When you're that way, you really support each other. The bench supports the guys that come off the bench. You know, they just -- they all root for each other. If I go to a guy who is playing well to sub, the other guy will say, "Leave him in, he's really doing well." It's been unique.

Q. On the heels of two Elite 8s, do you sense a different relaxment or ease heading into this tournament from the last couple of years?
COACH CALIPARI: I don't think we were uptight the last couple years. That's why we got to Elite 8s. When you talk about UCLA and Ohio State, the first pick -- Ohio State was, you know, unable -- if it wasn't a team like Florida, they wouldn't have lost. For us to get that far, I think we were relaxed. I think we relaxed. The thing I'm trying to convince these players of, this season will be talked about in Memphis for a long, long time. The icing on the cake would be something special now, but either way, you're not going to take away.
We want to do well. We don't have to do well. It's not like okay, if you don't, it's a disaster. No. I don't want them to feel that way. I certainly don't feel that way.

Q. Coach, can you talk about playing so close to home. And is that a positive, or are there some negatives that go along with that?
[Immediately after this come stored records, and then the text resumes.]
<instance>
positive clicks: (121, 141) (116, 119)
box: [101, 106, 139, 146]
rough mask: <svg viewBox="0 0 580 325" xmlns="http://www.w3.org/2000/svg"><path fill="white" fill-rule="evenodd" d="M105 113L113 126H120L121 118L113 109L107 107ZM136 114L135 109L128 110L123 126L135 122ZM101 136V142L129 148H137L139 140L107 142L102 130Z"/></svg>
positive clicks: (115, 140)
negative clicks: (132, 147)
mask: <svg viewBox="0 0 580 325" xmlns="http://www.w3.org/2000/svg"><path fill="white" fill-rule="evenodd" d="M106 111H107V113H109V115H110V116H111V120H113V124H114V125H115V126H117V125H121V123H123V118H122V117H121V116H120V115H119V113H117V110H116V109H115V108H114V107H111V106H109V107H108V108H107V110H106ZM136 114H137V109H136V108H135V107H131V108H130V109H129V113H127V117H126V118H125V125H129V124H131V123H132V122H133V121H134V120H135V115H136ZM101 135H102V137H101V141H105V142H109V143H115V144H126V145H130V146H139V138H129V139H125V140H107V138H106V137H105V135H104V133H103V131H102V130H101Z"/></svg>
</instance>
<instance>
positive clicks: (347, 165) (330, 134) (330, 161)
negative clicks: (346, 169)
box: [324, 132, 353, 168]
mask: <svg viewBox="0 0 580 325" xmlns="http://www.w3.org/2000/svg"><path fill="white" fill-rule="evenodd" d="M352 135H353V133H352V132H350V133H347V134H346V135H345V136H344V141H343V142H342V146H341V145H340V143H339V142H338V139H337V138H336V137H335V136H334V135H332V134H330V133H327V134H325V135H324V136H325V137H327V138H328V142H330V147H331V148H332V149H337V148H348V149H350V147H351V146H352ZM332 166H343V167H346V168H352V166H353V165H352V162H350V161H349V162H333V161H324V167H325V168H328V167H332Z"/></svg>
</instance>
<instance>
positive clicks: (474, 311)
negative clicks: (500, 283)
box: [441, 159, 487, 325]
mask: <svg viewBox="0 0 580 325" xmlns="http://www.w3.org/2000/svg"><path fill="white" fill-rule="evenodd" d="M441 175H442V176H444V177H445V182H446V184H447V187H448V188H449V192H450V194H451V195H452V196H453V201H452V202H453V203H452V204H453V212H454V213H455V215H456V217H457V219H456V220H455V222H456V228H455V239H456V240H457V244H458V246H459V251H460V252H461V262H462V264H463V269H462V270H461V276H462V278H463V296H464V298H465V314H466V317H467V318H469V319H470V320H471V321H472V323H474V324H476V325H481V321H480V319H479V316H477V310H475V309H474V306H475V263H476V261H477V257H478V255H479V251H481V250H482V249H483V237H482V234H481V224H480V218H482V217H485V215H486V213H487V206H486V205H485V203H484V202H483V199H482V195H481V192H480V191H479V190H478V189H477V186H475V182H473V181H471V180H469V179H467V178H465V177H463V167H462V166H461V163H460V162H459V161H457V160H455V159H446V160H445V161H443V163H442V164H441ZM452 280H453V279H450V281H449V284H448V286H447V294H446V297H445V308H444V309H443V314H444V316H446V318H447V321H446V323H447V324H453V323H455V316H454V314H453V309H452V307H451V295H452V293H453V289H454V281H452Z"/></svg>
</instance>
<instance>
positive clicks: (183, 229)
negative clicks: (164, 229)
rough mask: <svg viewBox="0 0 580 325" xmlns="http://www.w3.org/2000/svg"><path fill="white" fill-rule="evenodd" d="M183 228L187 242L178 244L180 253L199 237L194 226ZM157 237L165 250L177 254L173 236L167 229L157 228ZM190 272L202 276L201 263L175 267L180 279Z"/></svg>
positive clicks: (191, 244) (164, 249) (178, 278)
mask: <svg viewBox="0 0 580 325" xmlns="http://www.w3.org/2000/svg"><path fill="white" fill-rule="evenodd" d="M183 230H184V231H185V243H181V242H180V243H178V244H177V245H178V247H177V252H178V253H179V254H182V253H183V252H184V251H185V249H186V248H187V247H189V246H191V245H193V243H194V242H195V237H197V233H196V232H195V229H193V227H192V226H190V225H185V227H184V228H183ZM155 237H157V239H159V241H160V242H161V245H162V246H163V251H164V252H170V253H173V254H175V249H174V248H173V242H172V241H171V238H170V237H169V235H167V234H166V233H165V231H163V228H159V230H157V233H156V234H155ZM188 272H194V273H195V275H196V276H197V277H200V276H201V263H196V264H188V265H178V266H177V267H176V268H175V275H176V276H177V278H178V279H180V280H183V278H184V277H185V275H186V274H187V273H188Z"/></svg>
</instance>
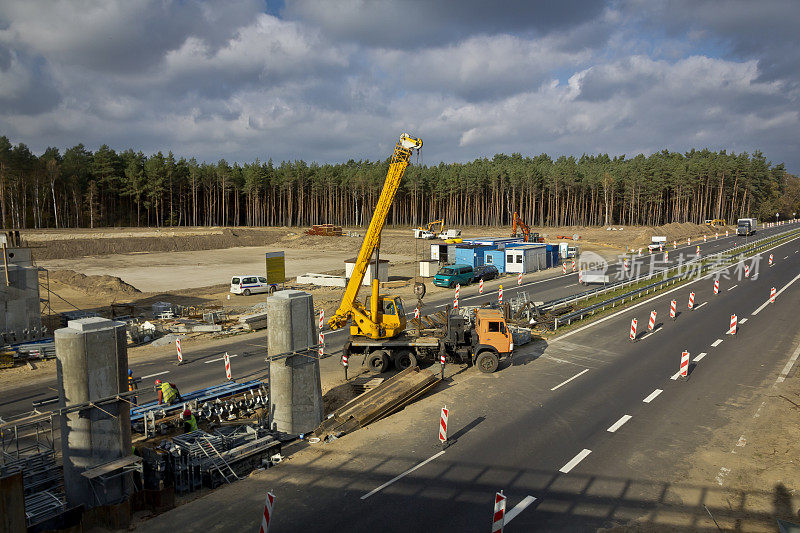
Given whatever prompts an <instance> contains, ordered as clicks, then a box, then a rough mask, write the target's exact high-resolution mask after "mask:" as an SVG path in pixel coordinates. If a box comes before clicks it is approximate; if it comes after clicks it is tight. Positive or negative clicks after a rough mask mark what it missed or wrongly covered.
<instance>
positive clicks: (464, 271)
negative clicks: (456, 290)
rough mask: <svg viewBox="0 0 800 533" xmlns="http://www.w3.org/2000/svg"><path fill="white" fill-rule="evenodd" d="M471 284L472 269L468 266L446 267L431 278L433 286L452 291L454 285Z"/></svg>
mask: <svg viewBox="0 0 800 533" xmlns="http://www.w3.org/2000/svg"><path fill="white" fill-rule="evenodd" d="M471 282H472V267H471V266H470V265H447V266H446V267H442V268H441V269H440V270H439V272H437V273H436V275H435V276H433V284H434V285H436V286H437V287H450V288H451V289H452V288H453V287H455V286H456V285H469V284H470V283H471Z"/></svg>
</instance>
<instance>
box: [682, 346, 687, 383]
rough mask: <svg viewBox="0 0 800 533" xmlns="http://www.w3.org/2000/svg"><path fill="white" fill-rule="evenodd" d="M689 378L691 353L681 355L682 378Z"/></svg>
mask: <svg viewBox="0 0 800 533" xmlns="http://www.w3.org/2000/svg"><path fill="white" fill-rule="evenodd" d="M688 376H689V352H686V351H684V352H682V353H681V377H683V378H685V377H688Z"/></svg>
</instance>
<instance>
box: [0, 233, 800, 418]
mask: <svg viewBox="0 0 800 533" xmlns="http://www.w3.org/2000/svg"><path fill="white" fill-rule="evenodd" d="M795 226H796V224H792V225H789V224H787V225H784V226H778V227H774V228H767V229H762V230H759V231H758V232H757V233H756V234H755V236H752V237H748V238H744V237H737V236H734V235H732V236H730V237H724V236H721V237H720V238H719V239H714V238H713V237H712V238H711V239H709V240H708V242H706V243H703V242H702V239H700V240H698V241H696V242H695V241H693V242H692V244H691V245H687V244H686V241H683V242H682V243H680V245H679V246H678V248H677V249H676V250H673V249H672V244H671V243H668V245H667V247H666V250H667V253H668V256H669V257H668V262H664V261H663V254H660V253H657V254H653V255H650V256H648V255H644V256H642V257H636V256H633V257H631V258H630V271H631V272H637V271H638V272H651V271H652V270H653V269H656V270H658V269H662V268H665V267H666V266H668V265H670V266H671V265H676V264H678V262H679V261H680V256H681V255H682V254H683V255H684V257H692V256H693V255H694V252H695V251H696V247H697V246H699V247H700V251H701V254H703V255H708V254H712V253H717V252H719V251H722V250H724V249H728V248H730V247H731V246H732V245H733V244H734V243H744V242H746V241H749V240H752V239H760V238H764V237H766V236H769V235H774V234H776V233H779V232H784V231H787V230H788V229H790V228H791V227H795ZM645 253H646V252H645ZM622 270H623V267H622V264H621V263H616V264H611V265H609V274H610V275H611V276H612V279H614V278H615V277H621V275H622ZM577 280H578V275H577V273H571V272H569V273H568V274H566V275H563V274H561V273H560V272H559V271H558V270H557V269H553V272H552V273H548V276H547V277H545V278H544V279H537V280H534V281H524V282H523V284H522V285H517V283H516V279H514V278H513V277H512V278H504V279H502V280H493V281H490V282H487V283H486V284H485V285H486V290H485V292H484V294H483V295H480V294H478V288H477V286H475V285H473V286H469V287H463V288H462V289H461V294H462V295H463V297H462V298H461V300H460V303H461V304H462V305H480V304H482V303H485V302H491V301H496V300H497V288H498V286H499V285H500V284H503V285H504V287H503V289H504V298H506V299H510V298H514V297H516V296H517V295H518V293H519V292H522V291H525V292H527V293H528V297H529V298H530V299H531V300H535V301H548V300H553V299H556V298H563V297H566V296H571V295H576V294H579V293H581V292H583V291H585V290H587V289H588V288H589V287H584V286H582V285H579V284H578V283H577ZM449 304H452V300H451V299H450V297H449V296H439V297H437V298H431V299H429V300H428V301H426V304H425V307H424V308H423V309H422V312H423V313H433V312H435V311H438V310H441V309H444V308H445V306H446V305H449ZM407 305H409V303H408V302H407ZM407 312H408V314H409V316H413V308H412V309H407ZM347 335H348V328H342V329H339V330H336V331H326V332H325V339H326V353H328V354H329V355H330V356H331V357H329V358H328V359H325V360H323V361H322V363H321V372H322V374H323V376H331V375H332V376H340V375H342V377H343V371H342V368H341V366H340V365H339V361H338V359H339V357H340V354H341V348H342V345H343V344H344V342H345V340H346V338H347ZM259 344H260V345H261V346H259ZM265 346H266V339H265V336H263V335H262V336H260V340H257V341H252V340H250V339H248V340H240V339H237V338H233V339H231V342H230V343H227V344H225V345H223V346H219V347H215V348H210V349H209V348H203V349H197V350H193V349H191V348H188V347H187V348H185V349H184V358H185V361H187V364H186V365H182V366H176V365H175V358H174V356H172V355H158V356H155V357H153V358H152V359H151V360H148V361H146V362H140V361H135V362H133V363H132V364H131V368H132V369H133V371H134V375H135V376H138V377H144V376H146V378H144V379H143V383H142V388H145V387H147V388H148V389H149V387H151V386H152V382H153V381H154V380H155V379H156V378H160V379H169V380H170V381H172V382H175V383H176V384H178V385H179V387H180V388H181V390H183V391H189V390H196V389H198V388H202V387H207V386H211V385H214V384H218V383H220V382H221V381H222V380H224V372H223V366H222V363H221V362H220V364H219V365H216V366H215V365H214V364H213V363H211V364H205V363H207V361H208V359H210V358H212V356H214V357H220V356H221V354H222V353H223V352H225V351H228V352H229V353H230V354H234V355H239V356H241V357H239V358H238V359H232V361H231V366H232V369H233V373H234V379H239V380H241V379H259V378H263V377H264V376H265V375H266V366H265V363H264V361H263V359H264V358H263V355H265V353H266V348H265ZM248 353H249V354H252V355H251V356H250V357H246V356H245V355H246V354H248ZM200 360H203V364H202V366H201V365H200V364H197V361H200ZM360 364H361V361H360V359H354V360H352V361H351V368H352V367H353V366H356V367H357V365H360ZM337 379H338V378H337ZM55 393H56V381H55V379H54V378H53V379H51V380H48V381H47V382H45V383H41V382H38V383H35V384H31V385H24V384H23V385H21V386H20V387H18V388H16V389H15V390H14V391H12V392H6V393H4V395H3V398H2V401H0V416H7V415H10V414H15V413H20V412H23V411H28V410H30V409H31V408H32V405H31V402H33V401H39V400H42V399H44V398H47V397H51V396H53V395H54V394H55ZM150 397H151V396H148V395H145V394H143V395H142V398H141V399H142V400H145V399H148V398H150Z"/></svg>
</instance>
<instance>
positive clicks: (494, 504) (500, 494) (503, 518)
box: [492, 490, 506, 533]
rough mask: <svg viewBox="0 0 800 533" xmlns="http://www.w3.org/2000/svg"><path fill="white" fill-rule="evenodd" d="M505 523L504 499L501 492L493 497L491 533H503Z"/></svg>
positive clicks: (501, 492) (504, 507) (505, 498)
mask: <svg viewBox="0 0 800 533" xmlns="http://www.w3.org/2000/svg"><path fill="white" fill-rule="evenodd" d="M505 522H506V497H505V496H503V491H502V490H501V491H500V492H498V493H497V494H495V495H494V515H492V533H503V527H504V526H505Z"/></svg>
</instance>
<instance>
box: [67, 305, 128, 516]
mask: <svg viewBox="0 0 800 533" xmlns="http://www.w3.org/2000/svg"><path fill="white" fill-rule="evenodd" d="M55 344H56V357H57V359H58V361H57V365H58V366H57V369H58V388H59V398H60V404H61V406H62V407H69V406H70V405H75V404H79V403H85V402H90V401H93V400H97V399H100V398H105V397H108V396H113V395H115V394H117V393H118V392H125V391H126V390H127V371H128V350H127V339H126V335H125V324H123V323H122V322H115V321H112V320H107V319H105V318H98V317H93V318H82V319H79V320H70V321H69V323H68V324H67V327H66V328H61V329H58V330H56V332H55ZM100 407H101V408H102V410H101V409H99V408H96V407H95V408H89V409H85V410H81V411H78V412H73V413H69V414H67V415H65V416H62V417H61V453H62V457H63V461H64V488H65V490H66V495H67V503H68V504H69V505H70V506H73V505H79V504H85V505H86V506H87V507H94V506H96V505H107V504H114V503H118V502H120V501H122V500H124V499H125V498H126V497H127V492H126V481H125V479H124V478H123V477H120V478H116V479H114V480H111V481H110V482H108V483H106V492H105V493H104V492H103V491H102V489H101V487H100V486H97V485H96V486H95V489H96V492H97V495H96V496H95V492H94V491H93V490H92V486H91V485H90V484H89V480H87V479H86V478H84V477H83V476H81V473H82V472H84V471H85V470H87V469H89V468H93V467H95V466H97V465H100V464H103V463H107V462H109V461H113V460H114V459H118V458H121V457H126V456H128V455H130V453H131V422H130V408H129V406H128V404H127V403H125V402H116V403H106V404H103V405H102V406H100ZM104 411H105V412H104ZM98 499H99V501H98Z"/></svg>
COACH CALIPARI: We had a two-hour bus ride that took us three and a half hours. So it was one foot of road that they were working on that just slowed us down for -- we were in a crawl. No, this is a great city for us, and I think we'll have great support here. But New Orleans was a great city last year for us. We must have had 56,000 people in New Orleans, but Texas A and M had 23,000 in San Antonio and UCLA had 18,000 in Anaheim. It's the luck of the draw.
For us I think we played well and deserve to be close, but so does North Carolina. So does UCLA. So do other programs, Texas. They deserve it just as well.
THE MODERATOR: Anyone else? Any other questions for John? Coach, thank you very much. Best luck to you.